There are also links between exposure to high levels of air pollution and low birth weight and reduced lung function, while it can even result in premature birth or pregnancy loss.


Health problems resulting from exposure to air pollution have a high cost to people who suffer from associated illnesses, our health services and businesses, and are estimated to cost the UK about £20 billion every year (Source: ‘Every breath we take – the lifelong impact of air pollution’ - Royal College of Physicians, and Royal College of Paediatrics and Child Health, 2016).

Air pollution particularly threatens economic growth by impacting upon people of working age.

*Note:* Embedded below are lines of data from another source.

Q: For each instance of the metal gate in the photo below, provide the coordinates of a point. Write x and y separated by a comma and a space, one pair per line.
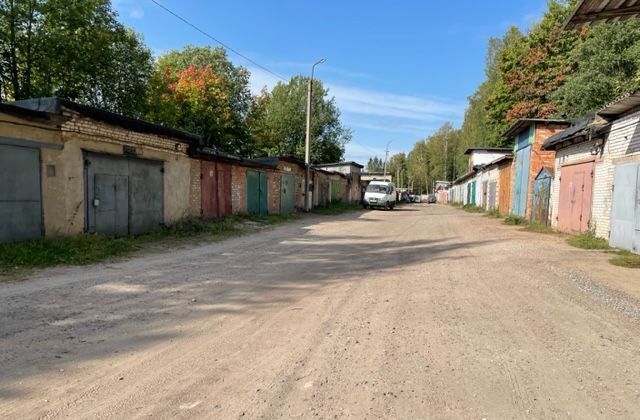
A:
335, 191
485, 193
493, 186
625, 211
216, 189
521, 185
123, 195
257, 193
20, 193
287, 194
541, 194
504, 200
574, 200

If staff have to take days off work because of air pollution-related illnesses, then businesses and the economy suffer.

It also affects productivity and results in significant costs to the NHS – money which could otherwise be spent on treating other illnesses.


Air pollution is responsible for significant damage to the natural environment.

Nitrogen dioxide contributes to the pollution of soil and watercourses, which impacts on animal and plant life, as well as biodiversity in sensitive habitats. Road traffic emissions also contribute to local ozone production, which has health impacts and damages agricultural crops, forests and plants.